Bruxelas exige mudança na Lei da Volkswagen
31 de março de 2004A queda-de-braço entre a União Européia e o governo alemão por causa da Lei da Volkswagen já dura alguns anos. Depois que um encontro de cúpula entre o chanceler federal alemão, Gerhard Schröder, e o presidente da Comissão Européia, Romano Prodi, no início de março, não trouxe resultados, Bruxelas resolveu jogar duro e deu um ultimato.
Berlim tem dois meses de prazo para mudar a lei, que entrou em vigor em 1960, quando a montadora foi privatizada e transformada em sociedade de ações. Do contrário, o atual procedimento interno de violação dos tratados da UE será levado perante a Corte Européia de Justiça.
As objeções da UE: direito de voto e controle
Para o comissário de Mercado Interno da UE, Frits Bolkestein, a lei impede o livre trânsito de capitais na União Européia. Concretamente ele objeta que nenhum acionário possa deter mais de 20% dos direitos de voto na assembléia geral, mesmo que possua mais de 20% das ações.
Essa cláusula tiraria a motivação para acionistas estrangeiros investirem na montadora com sede em Wolfsburg, na Baixa Saxônia. O Estado da Baixa Saxônia é o maior acionista da Volkswagen, detendo 18,64% das ações e possui 18,2% dos direitos de voto.
Mas Bolkestein tampouco aceita que a União tenha um representante no conselho administrativo da empresa e a Baixa Saxônia, dois - atualmente o governador Christian Wulff e o secretário da Economia, Walter Hirche.
Contra a lei do mais forte
O governo da Baixa Saxônia - Estado do qual Gerhard Schröder já foi governador - lamentou a decisão de Bruxelas, mas declarou-se disposto a prosseguir o diálogo com a Comissão. Os governos federal e estadual, bem como a direção da montadora até agora se recusaram a rever a lei.
Como as ações da VW estão em baixa, sendo negociadas em torno de 36,20 euros nesta quarta-feira (31), o valor de mercado da maior montadora européia diminuiu nos últimos anos. Isso exporia a Volkwagen a ser engolida por um investidor forte e é o que pode acontecer se Bruxelas se impuser no tocante à Lei da VW.
Nem toda empresa tem uma lei. Mas a indústria que até no seu nome se propôs a construir um carro (wagen) popular (volks), tem sua própria história e está intrinsecamente ligada à Baixa Saxônia. Somente em Wolfsburg emprega 50 mil funcionários, além de garantir inúmeros empregos nas fornecedoras e na região.

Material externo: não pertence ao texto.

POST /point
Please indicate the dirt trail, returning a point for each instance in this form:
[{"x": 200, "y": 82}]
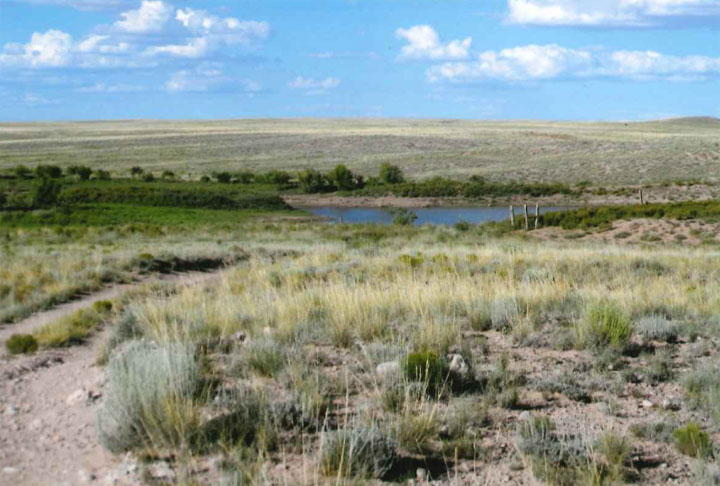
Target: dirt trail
[{"x": 48, "y": 404}]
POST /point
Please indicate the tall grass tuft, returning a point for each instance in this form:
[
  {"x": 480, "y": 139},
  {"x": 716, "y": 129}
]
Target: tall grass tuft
[{"x": 149, "y": 400}]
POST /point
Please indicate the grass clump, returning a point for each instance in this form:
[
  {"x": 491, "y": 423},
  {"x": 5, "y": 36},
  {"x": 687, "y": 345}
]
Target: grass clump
[
  {"x": 21, "y": 344},
  {"x": 692, "y": 441},
  {"x": 427, "y": 367},
  {"x": 149, "y": 397},
  {"x": 657, "y": 328},
  {"x": 362, "y": 452},
  {"x": 604, "y": 325}
]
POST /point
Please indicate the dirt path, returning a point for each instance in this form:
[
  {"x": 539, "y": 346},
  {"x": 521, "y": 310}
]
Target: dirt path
[{"x": 48, "y": 404}]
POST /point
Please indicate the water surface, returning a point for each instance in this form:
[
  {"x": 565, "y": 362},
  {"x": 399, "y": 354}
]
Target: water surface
[{"x": 448, "y": 216}]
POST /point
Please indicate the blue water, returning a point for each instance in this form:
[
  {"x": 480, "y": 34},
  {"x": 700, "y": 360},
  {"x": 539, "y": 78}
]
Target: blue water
[{"x": 474, "y": 215}]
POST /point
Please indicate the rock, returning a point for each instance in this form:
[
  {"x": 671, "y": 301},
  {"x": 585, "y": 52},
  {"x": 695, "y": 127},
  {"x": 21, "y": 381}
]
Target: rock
[
  {"x": 76, "y": 397},
  {"x": 458, "y": 366},
  {"x": 388, "y": 369}
]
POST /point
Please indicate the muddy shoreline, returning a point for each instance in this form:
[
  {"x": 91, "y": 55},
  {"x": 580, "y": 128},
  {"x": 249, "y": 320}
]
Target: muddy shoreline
[{"x": 333, "y": 200}]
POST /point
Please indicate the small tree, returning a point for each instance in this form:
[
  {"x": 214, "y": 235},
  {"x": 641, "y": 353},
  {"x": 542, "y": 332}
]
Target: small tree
[
  {"x": 343, "y": 178},
  {"x": 45, "y": 193},
  {"x": 223, "y": 177},
  {"x": 312, "y": 181},
  {"x": 22, "y": 172},
  {"x": 48, "y": 171},
  {"x": 391, "y": 174}
]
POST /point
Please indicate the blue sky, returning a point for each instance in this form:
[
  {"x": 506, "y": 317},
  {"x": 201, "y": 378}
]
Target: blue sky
[{"x": 485, "y": 59}]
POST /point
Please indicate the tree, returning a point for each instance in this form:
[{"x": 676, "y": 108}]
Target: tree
[
  {"x": 22, "y": 172},
  {"x": 82, "y": 172},
  {"x": 343, "y": 178},
  {"x": 45, "y": 193},
  {"x": 48, "y": 171},
  {"x": 223, "y": 177},
  {"x": 312, "y": 181},
  {"x": 391, "y": 174}
]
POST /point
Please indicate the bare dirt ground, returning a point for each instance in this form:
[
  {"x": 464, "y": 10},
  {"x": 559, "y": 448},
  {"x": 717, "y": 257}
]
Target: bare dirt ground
[
  {"x": 662, "y": 231},
  {"x": 48, "y": 403},
  {"x": 660, "y": 194}
]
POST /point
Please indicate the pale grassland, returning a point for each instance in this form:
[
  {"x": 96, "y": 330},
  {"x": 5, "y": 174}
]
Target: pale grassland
[
  {"x": 317, "y": 319},
  {"x": 604, "y": 153}
]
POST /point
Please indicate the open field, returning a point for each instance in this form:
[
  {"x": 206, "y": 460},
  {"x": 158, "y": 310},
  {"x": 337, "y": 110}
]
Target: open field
[
  {"x": 373, "y": 355},
  {"x": 527, "y": 151}
]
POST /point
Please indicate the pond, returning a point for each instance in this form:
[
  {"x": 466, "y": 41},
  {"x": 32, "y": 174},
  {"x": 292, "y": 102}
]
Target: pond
[{"x": 474, "y": 215}]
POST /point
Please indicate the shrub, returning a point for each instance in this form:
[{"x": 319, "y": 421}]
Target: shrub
[
  {"x": 82, "y": 172},
  {"x": 48, "y": 172},
  {"x": 391, "y": 174},
  {"x": 21, "y": 344},
  {"x": 604, "y": 325},
  {"x": 427, "y": 367},
  {"x": 264, "y": 356},
  {"x": 363, "y": 452},
  {"x": 148, "y": 397},
  {"x": 312, "y": 182},
  {"x": 657, "y": 328},
  {"x": 692, "y": 441},
  {"x": 45, "y": 193},
  {"x": 504, "y": 313}
]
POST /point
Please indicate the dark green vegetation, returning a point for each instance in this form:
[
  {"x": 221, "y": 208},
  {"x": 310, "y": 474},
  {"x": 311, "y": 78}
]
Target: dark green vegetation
[{"x": 597, "y": 216}]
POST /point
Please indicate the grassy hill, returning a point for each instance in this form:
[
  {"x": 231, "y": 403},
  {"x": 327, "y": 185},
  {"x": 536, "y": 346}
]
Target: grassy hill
[{"x": 604, "y": 153}]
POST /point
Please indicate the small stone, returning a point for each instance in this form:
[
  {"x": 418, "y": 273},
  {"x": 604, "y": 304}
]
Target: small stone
[
  {"x": 388, "y": 369},
  {"x": 76, "y": 397}
]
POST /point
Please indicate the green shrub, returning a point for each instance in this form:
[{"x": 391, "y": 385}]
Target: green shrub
[
  {"x": 692, "y": 441},
  {"x": 148, "y": 400},
  {"x": 21, "y": 344},
  {"x": 363, "y": 452},
  {"x": 604, "y": 325}
]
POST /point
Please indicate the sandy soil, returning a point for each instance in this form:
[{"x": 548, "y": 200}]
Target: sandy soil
[{"x": 48, "y": 403}]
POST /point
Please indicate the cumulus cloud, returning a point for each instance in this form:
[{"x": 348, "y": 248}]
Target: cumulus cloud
[
  {"x": 154, "y": 29},
  {"x": 312, "y": 86},
  {"x": 538, "y": 62},
  {"x": 424, "y": 43},
  {"x": 606, "y": 12},
  {"x": 150, "y": 17}
]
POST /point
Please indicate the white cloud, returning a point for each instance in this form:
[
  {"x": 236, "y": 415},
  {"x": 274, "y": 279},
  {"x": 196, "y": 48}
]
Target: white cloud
[
  {"x": 209, "y": 77},
  {"x": 229, "y": 29},
  {"x": 110, "y": 88},
  {"x": 537, "y": 62},
  {"x": 424, "y": 43},
  {"x": 606, "y": 12},
  {"x": 51, "y": 49},
  {"x": 312, "y": 86},
  {"x": 150, "y": 17}
]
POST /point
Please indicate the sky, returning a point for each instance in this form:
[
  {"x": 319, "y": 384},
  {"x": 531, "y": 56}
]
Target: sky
[{"x": 473, "y": 59}]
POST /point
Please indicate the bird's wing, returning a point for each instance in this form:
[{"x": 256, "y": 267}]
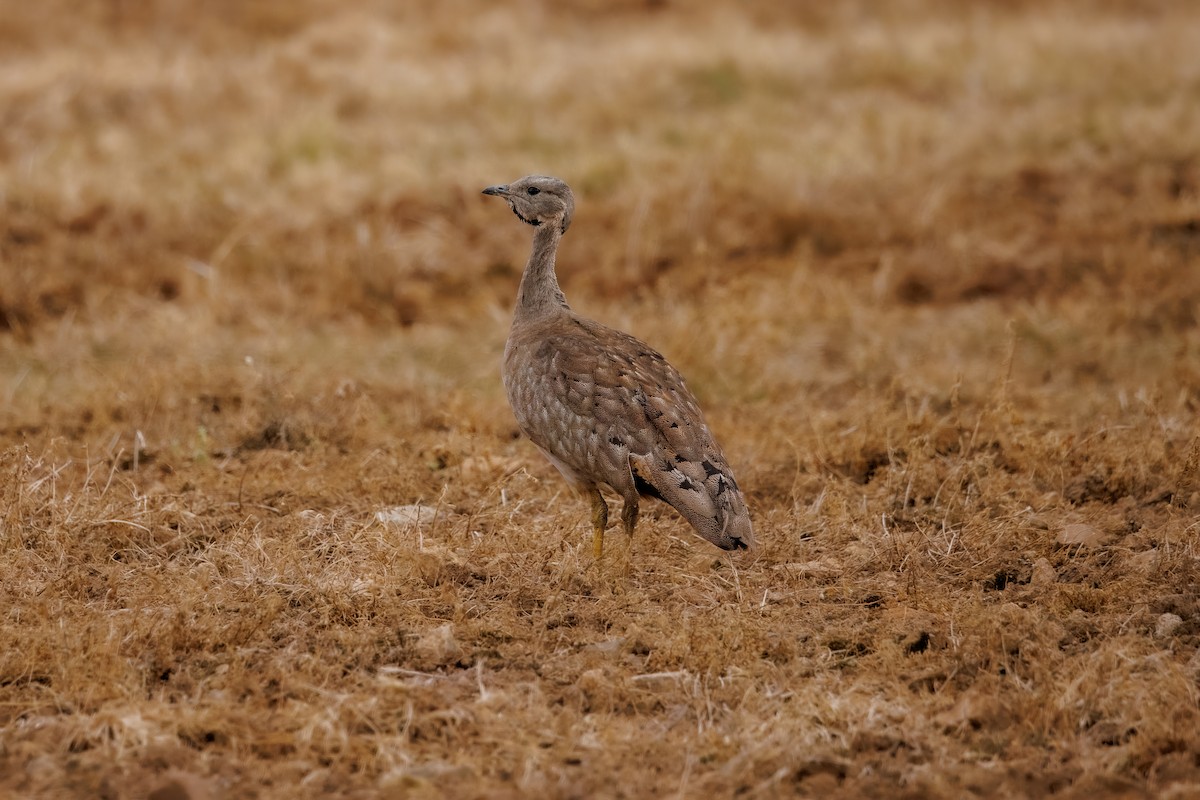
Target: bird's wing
[{"x": 670, "y": 446}]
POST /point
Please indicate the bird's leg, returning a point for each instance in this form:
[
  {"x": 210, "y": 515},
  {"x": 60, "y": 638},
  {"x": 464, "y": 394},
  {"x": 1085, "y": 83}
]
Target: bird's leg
[
  {"x": 629, "y": 516},
  {"x": 599, "y": 519}
]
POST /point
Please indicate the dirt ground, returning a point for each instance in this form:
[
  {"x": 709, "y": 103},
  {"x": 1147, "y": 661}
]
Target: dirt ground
[{"x": 268, "y": 528}]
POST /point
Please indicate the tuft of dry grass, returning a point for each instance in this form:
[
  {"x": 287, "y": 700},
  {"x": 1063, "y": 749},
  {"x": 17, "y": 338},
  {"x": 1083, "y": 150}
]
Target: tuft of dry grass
[{"x": 267, "y": 528}]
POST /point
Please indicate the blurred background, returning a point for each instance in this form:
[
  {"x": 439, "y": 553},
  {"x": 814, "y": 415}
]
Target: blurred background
[{"x": 931, "y": 268}]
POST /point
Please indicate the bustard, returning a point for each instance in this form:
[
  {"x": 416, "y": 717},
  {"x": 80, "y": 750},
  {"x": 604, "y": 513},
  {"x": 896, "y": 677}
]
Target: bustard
[{"x": 605, "y": 408}]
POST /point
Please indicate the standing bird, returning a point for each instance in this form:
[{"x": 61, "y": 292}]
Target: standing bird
[{"x": 605, "y": 408}]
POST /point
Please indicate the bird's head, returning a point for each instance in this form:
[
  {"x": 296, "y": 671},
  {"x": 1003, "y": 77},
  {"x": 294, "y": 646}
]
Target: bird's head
[{"x": 538, "y": 199}]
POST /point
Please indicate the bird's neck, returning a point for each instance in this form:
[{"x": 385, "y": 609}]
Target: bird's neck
[{"x": 539, "y": 292}]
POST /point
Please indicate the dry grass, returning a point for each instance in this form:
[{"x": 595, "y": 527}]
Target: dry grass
[{"x": 934, "y": 271}]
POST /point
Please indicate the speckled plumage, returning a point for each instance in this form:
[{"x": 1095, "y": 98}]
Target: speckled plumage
[{"x": 605, "y": 408}]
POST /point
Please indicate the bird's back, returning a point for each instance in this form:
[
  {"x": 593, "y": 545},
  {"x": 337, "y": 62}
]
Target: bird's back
[{"x": 609, "y": 409}]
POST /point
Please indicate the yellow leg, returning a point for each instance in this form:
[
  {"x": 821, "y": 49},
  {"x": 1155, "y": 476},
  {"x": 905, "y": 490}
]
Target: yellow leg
[
  {"x": 629, "y": 516},
  {"x": 629, "y": 519},
  {"x": 599, "y": 521}
]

Ação de ouro e a ilusão de liberdade
Bruxelas, contudo, vê certa semelhança da Lei da VW com a chamada golden share (ação de ouro), cuja função é a mesma: impedir uma fusão ou incorporação indesejada. Em alemão isso se chama feindliche Übernahme (incorporação "inimistosa"), expressão que em si já expressa o temor de ser engolido por um grupo mais forte. O exemplo da Mannesmann - incorporada, após muita resistência, à Vodafone, ainda está vivo na memória de muitos.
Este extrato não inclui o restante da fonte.